| ABCNews.com
Nov. 25 — Michael Jackson might say he loves children, but the 12-year-old boy who has accused the pop star of molesting him can expect to see a different side of the singer, according to a private detective who worked for the family of a boy who accused Jackson of molesting him a decade ago.
"They will terrorize the family and investigators and anybody who goes against Michael Jackson will be terrorized," private detective Ernie Rizzo said today on ABCNEWS' Good Morning America. "They do things you wouldn't believe to try and get Jackson off the hook."
In another development, Jackson's lawyer pledged to "unleash a legal torrent like you've never seen" on anyone who tried to smear the star's reputation for profit.
Rizzo said people working for Jackson bugged his car, tapped the telephone of Court TV reporter Diane Dimond and would even have people at news conferences hit him or others as they were trying to talk to reporters about the case.
But most of the effort will be directed at the accuser and his family, Rizzo said.
"Michael Jackson has been able to pull the game off so long because they come at you with hands, feet, and fists," the private detective said. "They will spend millions to embarrass you, insult you. And I feel sorry for this little boy and the family because in the next couple of years, before this trial goes to court, you're going to hear things that are horrible because they try and poison jury pools."
Meanwhile, an attorney who represented the mother of Jackson's alleged victim in her divorce told The Associated Press the family never said anything to him about the boy having been sexually abused by the singer.
Attorney Michael Manning told the AP that the last time he and the woman spoke at all about Jackson, in April or May, she was very positive about the singer. He said he has not spoken to her since late May or June, though.
"'He was really good to us' — that's what she said at the time," Manning said. "If it turned sour, I don't know how."
The woman rarely mentioned the family's visits to Jackson's Neverland Ranch, though, the lawyer told the AP.
"They didn't brag about it," he said. "They weren't star crazy."
The district attorney in the current case has said that when accusations were made against Jackson in 1993, the case never went to trial because the boy's family accepted a settlement and stopped cooperating with prosecutors. (Jackson was never charged and has denied the allegations.)
Rizzo disputed the district attorney's version of events, saying the family only accepted the millions of dollars Jackson offered to settle a civil suit brought against him after the district attorney delayed filing charge against the pop star.
And all the while, Rizzo claimed, a campaign of harassment was carried out against the boy and his family.
"The district attorney then kept dragging his feet," Rizzo said. "Weeks turned to months, months to a year. Jackson was waving a $20 million cashier's check. [The boy's father] had problems in California. The kid was laughed out of school. He [the father] lost his dental practice. They took the money and left. That was probably the best thing at the time. They were run out of California because of Jackson."
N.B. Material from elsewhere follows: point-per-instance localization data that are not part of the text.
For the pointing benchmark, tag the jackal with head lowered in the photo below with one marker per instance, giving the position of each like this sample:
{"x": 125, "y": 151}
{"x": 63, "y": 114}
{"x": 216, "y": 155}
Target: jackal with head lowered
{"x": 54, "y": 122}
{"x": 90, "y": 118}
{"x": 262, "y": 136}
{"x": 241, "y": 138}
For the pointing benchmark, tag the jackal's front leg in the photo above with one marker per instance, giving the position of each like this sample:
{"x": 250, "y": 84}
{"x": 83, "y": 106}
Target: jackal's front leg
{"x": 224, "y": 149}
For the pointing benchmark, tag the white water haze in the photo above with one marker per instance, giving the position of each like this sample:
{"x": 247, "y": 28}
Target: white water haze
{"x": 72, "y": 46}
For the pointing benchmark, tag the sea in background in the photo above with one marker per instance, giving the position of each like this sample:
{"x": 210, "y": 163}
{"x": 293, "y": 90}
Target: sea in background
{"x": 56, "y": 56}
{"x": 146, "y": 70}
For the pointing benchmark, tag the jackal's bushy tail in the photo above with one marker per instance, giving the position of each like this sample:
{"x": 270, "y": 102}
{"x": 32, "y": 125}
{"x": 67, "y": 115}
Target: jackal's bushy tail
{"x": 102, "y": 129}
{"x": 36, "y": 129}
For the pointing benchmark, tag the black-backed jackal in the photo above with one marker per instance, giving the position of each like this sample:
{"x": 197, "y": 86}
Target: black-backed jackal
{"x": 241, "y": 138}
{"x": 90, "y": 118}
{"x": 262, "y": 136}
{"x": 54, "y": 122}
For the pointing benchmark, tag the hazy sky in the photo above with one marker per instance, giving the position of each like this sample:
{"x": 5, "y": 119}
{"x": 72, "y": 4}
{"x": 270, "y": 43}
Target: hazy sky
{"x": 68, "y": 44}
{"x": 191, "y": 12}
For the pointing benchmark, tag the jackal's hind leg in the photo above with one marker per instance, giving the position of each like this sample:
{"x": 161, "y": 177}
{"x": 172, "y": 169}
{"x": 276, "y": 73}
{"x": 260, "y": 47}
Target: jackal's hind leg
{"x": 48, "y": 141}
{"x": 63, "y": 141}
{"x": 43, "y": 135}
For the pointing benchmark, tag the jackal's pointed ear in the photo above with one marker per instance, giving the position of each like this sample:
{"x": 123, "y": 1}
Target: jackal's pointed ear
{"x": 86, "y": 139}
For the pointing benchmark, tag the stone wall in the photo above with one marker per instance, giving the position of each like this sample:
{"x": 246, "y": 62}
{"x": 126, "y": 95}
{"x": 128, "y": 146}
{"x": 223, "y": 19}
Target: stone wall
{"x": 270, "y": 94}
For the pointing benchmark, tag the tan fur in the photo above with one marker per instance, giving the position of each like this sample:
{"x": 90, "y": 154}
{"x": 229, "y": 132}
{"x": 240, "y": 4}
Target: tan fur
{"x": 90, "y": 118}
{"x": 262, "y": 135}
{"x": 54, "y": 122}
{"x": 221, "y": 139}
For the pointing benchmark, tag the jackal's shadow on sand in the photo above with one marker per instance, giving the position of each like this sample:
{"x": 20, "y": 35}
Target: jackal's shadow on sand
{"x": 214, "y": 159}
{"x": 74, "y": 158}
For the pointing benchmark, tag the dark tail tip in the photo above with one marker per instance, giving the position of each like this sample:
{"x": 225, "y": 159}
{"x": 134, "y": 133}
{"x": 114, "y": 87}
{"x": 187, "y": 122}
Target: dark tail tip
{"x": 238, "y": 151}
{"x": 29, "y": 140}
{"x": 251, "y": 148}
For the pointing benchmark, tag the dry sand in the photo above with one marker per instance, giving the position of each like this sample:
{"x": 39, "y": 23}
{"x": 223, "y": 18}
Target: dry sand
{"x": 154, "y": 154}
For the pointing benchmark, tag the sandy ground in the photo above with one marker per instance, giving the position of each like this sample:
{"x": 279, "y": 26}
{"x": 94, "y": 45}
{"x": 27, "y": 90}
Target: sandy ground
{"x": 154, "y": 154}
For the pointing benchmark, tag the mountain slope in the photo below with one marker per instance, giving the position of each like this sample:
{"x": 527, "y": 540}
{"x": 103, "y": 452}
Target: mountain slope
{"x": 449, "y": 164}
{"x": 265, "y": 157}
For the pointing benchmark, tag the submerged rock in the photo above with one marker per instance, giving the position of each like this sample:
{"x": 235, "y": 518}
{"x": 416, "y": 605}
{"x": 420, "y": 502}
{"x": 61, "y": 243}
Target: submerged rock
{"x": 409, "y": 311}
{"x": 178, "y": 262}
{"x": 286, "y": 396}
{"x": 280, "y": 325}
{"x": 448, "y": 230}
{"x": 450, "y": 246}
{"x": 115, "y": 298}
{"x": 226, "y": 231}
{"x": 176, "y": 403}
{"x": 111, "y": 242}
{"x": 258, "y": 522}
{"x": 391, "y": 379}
If the current case does go to trial, the tactic that Rizzo accuses Jackson of could work against him, the private detective said.
"This is going to be a double-edged sword for Michael Jackson," he said. "On the one hand he talks about how he loves children. But his attorney now is going to have to eat this kid up alive on the witness stand. … They have to be very careful how they play this. If they eat the kid up on the witness stand it's going to look very bad for Michael Jackson, but that's the only way they're going to try and win this case is discredit the child."